Ромео опять прыгнул на подоконник, и Мишка замахал на него носком.

– Он сейчас нам все стёкла шерстью испачкает. Вот я сфотографирую – и пусть валяется сколько угодно!

– И что теперь? – уныло спросила Соня.

Я пожала плечами. У меня не было никаких идей.

А вот Мишка…

Мишка сделал вид, что разглядывает книги на полке.

И вдруг завопил жутким голосом:

– Назови три цифры!

Соня так подпрыгнула, что с её табуретки свалилась книга для повара и чуть не зашибла кота.

Они заорали одновременно.

– Один-два-три! – закричала Соня.

– Мяу-у-у, – завыл обиженный кот.

– Ну дурдо-о-ом, – сказала я.

А Мишка как ни в чём не бывало набирал код на велосипедном замке.

– Не подходит, – огорчился он. – Я думал, если тебя напугать, правильные цифры сами из памяти выскочат. Ладно, попробуем в его биографии чего-нибудь поискать.

Мишка вытянул из-под кота мятые листочки:

– Набери рост Пушкина.

– Думаешь, я его помню? – возмутилась Соня.

– 166 сантиметров.

Соня запыхтела, отыскивая нужные цифры…

– Облом.

– А может, рост его жены? 173…

– Ого, какая высокая, – удивилась я. – А бедный Пушкин – совсем коротышка.

Интересно, он стеснялся, когда они танцевали вместе, или нет?

А может, ему пришлось купить специальные ботинки?

– И «173» не подходит, – расстроилась Соня.

– Ну, мы же не зря здесь полдня проторчали, – утешил её Мишка. – Твоя мама придёт – и обрадуется. Мы ей салат сделали, даже с этим… пушкинским майонезом.

– И окно чистое, – добавила я. – Вон какой подоконник беленький. Почти как твой кот.

Ромео сидел, прижав морду к стеклу, и следил за вороной. Она качалась на тонкой ветке, как на качелях, а потом взмахнула крыльями и перелетела на горку. Кот юркнул под занавеску и затаился. Может, надеялся, что ворона подберётся поближе.

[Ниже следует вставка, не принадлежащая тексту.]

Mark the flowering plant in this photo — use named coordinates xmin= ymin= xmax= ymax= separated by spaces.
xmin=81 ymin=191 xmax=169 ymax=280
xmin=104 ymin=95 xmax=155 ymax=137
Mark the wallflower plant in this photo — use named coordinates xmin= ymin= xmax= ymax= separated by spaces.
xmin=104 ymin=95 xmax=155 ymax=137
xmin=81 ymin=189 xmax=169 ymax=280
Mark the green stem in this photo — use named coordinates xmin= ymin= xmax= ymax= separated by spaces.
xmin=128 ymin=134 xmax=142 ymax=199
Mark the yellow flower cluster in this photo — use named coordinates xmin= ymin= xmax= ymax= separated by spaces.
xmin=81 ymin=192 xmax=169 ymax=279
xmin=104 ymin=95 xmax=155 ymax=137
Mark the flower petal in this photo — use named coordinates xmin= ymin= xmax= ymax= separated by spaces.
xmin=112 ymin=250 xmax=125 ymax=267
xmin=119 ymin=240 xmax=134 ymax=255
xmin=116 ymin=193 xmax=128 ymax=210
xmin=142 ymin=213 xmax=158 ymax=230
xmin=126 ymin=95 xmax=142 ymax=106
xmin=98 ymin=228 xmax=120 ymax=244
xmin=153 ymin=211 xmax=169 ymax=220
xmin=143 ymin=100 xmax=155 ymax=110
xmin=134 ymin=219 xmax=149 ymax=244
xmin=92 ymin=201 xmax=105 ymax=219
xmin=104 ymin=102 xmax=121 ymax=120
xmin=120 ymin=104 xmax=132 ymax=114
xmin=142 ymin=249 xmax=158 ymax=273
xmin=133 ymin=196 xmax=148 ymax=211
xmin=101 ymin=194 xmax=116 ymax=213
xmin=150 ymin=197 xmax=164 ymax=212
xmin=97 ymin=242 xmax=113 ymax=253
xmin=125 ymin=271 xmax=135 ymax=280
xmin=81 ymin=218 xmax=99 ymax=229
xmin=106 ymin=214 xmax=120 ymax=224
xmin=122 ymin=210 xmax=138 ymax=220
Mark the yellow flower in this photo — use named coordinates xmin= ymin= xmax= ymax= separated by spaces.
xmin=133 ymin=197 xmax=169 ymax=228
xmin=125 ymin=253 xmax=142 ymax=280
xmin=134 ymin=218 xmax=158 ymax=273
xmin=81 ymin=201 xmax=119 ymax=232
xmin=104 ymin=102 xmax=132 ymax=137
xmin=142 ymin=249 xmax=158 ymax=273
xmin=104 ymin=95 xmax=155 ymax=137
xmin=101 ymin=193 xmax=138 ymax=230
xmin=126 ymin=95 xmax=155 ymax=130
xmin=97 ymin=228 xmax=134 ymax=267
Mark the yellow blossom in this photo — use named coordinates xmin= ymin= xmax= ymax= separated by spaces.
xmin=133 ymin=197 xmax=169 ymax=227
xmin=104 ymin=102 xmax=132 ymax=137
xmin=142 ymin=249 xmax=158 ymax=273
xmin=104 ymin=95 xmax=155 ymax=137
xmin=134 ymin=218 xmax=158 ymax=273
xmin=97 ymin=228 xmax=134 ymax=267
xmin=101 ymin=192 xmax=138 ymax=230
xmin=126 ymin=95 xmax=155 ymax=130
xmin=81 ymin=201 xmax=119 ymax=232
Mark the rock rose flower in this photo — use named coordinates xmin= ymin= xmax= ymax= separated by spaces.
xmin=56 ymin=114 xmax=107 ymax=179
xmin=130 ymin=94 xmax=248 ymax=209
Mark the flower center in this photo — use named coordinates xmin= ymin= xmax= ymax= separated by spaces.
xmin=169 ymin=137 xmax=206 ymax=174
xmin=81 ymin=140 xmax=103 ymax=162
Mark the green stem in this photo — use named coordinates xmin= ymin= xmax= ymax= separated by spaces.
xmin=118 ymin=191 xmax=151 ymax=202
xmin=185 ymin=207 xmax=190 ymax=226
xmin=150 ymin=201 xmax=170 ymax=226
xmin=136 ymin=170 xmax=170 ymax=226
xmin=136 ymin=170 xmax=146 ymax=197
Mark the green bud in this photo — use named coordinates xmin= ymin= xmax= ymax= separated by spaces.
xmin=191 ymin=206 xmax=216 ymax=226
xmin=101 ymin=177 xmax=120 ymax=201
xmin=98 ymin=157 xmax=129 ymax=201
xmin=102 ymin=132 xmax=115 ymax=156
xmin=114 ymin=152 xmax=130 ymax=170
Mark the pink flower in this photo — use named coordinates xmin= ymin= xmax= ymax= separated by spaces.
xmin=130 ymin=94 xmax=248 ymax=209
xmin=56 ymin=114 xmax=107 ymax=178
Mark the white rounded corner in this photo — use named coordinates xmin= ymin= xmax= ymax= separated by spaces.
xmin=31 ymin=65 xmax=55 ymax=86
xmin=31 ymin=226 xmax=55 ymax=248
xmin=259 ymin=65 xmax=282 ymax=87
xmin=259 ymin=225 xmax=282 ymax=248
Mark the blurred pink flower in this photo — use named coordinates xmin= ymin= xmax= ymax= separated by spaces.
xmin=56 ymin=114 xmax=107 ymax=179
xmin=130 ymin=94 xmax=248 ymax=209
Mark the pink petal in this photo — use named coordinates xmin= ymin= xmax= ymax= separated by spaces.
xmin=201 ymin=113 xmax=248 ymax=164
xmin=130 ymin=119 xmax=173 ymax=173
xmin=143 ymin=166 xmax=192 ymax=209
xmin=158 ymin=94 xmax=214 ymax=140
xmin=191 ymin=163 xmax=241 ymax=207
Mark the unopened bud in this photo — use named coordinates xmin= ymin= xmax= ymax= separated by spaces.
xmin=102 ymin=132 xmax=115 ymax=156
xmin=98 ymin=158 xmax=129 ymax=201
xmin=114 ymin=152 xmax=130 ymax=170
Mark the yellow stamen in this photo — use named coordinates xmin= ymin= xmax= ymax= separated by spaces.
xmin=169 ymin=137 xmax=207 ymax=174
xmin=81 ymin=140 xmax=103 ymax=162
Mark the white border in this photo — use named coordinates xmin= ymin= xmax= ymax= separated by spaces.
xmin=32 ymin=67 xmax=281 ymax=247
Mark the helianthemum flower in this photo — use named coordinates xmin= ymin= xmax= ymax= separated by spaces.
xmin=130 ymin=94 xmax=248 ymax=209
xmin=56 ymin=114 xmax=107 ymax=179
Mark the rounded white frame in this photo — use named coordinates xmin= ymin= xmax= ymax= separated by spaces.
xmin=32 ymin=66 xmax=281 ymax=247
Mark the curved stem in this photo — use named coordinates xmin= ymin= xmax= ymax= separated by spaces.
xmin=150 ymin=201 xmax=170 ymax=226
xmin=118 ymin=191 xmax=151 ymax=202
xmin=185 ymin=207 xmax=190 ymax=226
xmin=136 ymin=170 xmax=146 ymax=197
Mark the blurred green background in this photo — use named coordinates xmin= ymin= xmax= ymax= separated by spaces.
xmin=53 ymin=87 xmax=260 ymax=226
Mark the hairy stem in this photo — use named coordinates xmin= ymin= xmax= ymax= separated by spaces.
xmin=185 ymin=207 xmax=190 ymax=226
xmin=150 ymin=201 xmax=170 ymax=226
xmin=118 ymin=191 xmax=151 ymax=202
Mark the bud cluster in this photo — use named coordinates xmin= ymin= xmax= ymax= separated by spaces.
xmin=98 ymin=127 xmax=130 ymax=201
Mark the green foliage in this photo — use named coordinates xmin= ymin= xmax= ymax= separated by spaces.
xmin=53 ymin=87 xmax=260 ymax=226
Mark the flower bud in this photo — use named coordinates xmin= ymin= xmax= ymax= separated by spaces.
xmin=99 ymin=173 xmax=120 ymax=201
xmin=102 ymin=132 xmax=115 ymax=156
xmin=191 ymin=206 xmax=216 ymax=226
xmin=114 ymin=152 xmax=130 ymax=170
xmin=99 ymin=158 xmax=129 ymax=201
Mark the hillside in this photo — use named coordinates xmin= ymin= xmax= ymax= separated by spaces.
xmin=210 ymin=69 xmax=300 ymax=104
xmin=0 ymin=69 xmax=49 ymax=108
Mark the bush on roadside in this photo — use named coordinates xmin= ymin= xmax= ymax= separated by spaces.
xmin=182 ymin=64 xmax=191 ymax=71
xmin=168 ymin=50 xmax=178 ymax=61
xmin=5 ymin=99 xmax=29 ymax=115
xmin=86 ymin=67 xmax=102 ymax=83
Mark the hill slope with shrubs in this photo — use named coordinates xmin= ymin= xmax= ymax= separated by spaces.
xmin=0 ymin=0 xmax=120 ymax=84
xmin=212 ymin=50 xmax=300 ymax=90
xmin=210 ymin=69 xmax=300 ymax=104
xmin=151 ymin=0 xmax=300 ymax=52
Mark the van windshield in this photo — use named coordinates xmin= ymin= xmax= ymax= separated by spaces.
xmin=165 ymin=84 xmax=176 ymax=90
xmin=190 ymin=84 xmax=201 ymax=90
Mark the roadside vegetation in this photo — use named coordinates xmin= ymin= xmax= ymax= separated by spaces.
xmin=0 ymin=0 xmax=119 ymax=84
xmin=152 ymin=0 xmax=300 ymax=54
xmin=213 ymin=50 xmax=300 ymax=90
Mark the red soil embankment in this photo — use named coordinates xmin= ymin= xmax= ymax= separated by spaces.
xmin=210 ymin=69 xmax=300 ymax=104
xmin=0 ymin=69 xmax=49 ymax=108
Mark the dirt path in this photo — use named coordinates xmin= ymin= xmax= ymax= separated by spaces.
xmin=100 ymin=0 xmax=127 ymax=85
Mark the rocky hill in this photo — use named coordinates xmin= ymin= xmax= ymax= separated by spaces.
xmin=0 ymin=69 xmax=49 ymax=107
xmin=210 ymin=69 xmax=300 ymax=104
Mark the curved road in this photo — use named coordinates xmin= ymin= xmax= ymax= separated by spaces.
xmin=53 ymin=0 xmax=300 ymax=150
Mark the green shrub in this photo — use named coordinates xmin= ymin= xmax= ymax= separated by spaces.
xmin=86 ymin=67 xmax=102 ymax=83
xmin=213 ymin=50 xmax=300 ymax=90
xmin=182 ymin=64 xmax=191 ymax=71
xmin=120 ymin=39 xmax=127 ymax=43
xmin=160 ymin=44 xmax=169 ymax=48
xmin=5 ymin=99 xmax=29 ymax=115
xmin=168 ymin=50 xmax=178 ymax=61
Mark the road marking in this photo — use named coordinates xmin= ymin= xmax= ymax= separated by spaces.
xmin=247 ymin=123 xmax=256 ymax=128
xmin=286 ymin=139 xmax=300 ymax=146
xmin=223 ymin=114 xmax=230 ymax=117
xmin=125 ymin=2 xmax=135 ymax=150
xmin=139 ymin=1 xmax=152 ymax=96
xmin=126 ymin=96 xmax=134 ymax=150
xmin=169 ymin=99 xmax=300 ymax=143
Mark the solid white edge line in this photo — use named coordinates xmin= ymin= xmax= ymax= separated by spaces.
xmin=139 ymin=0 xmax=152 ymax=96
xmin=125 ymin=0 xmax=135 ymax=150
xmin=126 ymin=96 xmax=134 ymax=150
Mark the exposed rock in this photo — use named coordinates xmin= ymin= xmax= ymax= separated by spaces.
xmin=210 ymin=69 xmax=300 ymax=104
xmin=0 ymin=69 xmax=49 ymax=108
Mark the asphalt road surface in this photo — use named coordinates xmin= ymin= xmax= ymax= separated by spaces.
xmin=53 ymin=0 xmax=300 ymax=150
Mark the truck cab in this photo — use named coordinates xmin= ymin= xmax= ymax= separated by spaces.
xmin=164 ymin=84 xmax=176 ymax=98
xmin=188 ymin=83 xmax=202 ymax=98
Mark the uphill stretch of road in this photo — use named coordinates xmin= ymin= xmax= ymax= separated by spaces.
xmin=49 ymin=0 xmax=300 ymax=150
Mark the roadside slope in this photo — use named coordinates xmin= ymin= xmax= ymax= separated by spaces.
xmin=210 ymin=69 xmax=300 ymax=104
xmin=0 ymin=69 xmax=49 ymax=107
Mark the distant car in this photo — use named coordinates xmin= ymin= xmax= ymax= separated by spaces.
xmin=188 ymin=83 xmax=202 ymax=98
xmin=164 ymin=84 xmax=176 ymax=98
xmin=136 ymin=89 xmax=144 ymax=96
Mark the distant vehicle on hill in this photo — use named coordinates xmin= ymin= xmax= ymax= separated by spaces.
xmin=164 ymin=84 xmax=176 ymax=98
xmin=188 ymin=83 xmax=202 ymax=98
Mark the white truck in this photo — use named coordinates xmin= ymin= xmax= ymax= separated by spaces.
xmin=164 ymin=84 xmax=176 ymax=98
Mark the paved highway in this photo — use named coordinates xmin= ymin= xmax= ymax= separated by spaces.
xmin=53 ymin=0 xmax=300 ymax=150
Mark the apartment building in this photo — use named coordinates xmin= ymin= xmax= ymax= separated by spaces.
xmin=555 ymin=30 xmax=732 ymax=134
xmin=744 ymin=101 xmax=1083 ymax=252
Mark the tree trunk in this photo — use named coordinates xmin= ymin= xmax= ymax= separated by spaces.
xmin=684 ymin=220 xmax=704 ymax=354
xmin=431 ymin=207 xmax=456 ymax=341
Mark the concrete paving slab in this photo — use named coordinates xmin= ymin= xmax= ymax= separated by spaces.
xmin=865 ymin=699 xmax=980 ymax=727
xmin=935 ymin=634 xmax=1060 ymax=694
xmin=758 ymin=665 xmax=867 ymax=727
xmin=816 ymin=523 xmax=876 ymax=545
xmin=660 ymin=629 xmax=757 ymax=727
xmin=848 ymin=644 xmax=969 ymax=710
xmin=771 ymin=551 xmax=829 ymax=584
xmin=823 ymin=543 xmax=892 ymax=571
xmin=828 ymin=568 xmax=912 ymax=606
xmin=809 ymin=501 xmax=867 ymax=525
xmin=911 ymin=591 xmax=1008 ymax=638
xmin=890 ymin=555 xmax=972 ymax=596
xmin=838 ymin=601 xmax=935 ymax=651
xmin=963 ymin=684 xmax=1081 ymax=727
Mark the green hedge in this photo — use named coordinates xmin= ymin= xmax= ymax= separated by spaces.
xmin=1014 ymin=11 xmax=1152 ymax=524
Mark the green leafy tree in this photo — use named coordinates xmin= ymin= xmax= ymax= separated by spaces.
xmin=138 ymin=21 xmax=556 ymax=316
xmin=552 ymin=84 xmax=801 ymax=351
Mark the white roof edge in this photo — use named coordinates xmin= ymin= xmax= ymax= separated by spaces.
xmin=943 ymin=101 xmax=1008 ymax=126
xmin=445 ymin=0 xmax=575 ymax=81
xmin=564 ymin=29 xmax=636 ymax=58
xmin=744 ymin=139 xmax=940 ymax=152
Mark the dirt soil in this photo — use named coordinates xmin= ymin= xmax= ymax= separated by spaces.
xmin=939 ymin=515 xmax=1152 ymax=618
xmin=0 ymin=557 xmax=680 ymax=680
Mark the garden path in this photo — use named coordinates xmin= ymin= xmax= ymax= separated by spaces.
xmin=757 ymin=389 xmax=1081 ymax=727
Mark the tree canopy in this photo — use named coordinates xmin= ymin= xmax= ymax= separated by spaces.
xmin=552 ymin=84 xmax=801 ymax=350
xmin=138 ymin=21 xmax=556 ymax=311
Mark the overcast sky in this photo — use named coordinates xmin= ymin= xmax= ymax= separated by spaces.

Соня погладила его по круглой спине и заворковала:

– Ты мой прожо-о-о-рливый, ты мой бе-е-еленький… А занавеска у нас какая-то… серенькая… – Соня прищурилась, разглядывая кружевные оборки. – Ну ничего себе! Мы ещё и занавеску майонезом заляпали. И что теперь делать?

– Ерунда! – махнул рукой Мишка. – Тоже мне проблема! Ща устроим большую стирку. Будет ещё одно доброе дело для твоего сочинения. Бульк – и готово!

Мы хотели принести таз прямо в комнату, а потом натаскать воды. Но Мишка заявил, что он не какой-нибудь слабак, чтобы носиться туда-сюда с мисочками и кастрюльками.

Поэтому он бухнул таз, полный горячей воды и пены, прямо на письменный стол. Хорошо, что кот успел увернуться.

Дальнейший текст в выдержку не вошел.